You will likely have heard already about the central public revelation in singer-songwriter Chely Wright’s gutsy, often touching memoir: that she’s gay, and though born into that “heartland” culture that led her to attempt to fight it, has essentially understood that since childhood, and has spent considerable time in her twenty-plus year country music career, things being what they are in the field, expending incalculable energy working to hide it. The “confessions” in the title concern the relationships, personal and professional, compromised in real ways by the closeting, by attempts to separate her career and her personal life, and the youthful moments where, in fear or pain, she betrayed or tried to pray her way out of whom she knew she was. As author of “Single White Female” and dozens of other songs, Ms. Wright’s talents as a storytelling songwriter have long been established; her eye and ear for detail and ability to find the right phrase show in the stories she relates here, too.

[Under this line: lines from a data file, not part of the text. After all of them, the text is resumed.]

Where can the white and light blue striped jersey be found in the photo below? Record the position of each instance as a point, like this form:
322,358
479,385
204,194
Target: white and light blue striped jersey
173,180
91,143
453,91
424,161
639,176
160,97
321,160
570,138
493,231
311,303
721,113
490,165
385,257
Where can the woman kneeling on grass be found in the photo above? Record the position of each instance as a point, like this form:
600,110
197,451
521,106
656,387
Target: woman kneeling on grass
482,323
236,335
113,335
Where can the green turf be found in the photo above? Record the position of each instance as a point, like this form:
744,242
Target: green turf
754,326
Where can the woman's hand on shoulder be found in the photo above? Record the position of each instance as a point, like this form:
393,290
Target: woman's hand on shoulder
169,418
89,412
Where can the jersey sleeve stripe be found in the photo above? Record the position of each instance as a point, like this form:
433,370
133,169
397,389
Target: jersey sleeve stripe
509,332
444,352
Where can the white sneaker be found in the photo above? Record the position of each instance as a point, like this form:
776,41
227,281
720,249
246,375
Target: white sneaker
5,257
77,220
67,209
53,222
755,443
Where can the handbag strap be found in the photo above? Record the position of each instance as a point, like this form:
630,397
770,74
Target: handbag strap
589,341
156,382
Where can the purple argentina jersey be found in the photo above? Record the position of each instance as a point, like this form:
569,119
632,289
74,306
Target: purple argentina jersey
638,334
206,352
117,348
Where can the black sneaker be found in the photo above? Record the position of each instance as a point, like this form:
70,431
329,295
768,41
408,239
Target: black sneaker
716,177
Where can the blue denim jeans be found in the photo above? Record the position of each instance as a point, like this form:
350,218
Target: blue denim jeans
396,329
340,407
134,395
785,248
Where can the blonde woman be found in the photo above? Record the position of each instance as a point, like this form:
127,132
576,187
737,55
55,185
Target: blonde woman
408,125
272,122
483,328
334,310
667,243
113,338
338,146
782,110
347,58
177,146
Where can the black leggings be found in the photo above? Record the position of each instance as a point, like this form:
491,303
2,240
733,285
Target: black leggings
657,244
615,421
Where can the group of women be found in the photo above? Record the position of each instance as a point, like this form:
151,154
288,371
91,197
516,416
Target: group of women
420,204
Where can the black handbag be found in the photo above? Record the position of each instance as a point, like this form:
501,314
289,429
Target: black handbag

There is, naturally, a considerable amount of career story in Like Me in addition to the personal story, and involving insider music business. From the standpoint of songwriters coming to this memoir for that side of things, more on how the personal struggle affected her writing and performing would likely have been welcome. Chely’s written successful songs that were “in the mode” genre jobs, and also much more personal stuff, but what it was like, precisely, to write something like “Hard to Be a Husband, Hard to be a Wife,” with Brad Paisley, when he didn’t know the implications of the theme from her side? The mechanics of making the art but avoiding the conversation are touched on, but not much analyzed. Commentary like that may still be coming from this author; no small part of the book’s gustiness resides in her frankness about her continuing efforts to see how all of this fits together and where she “fits in.”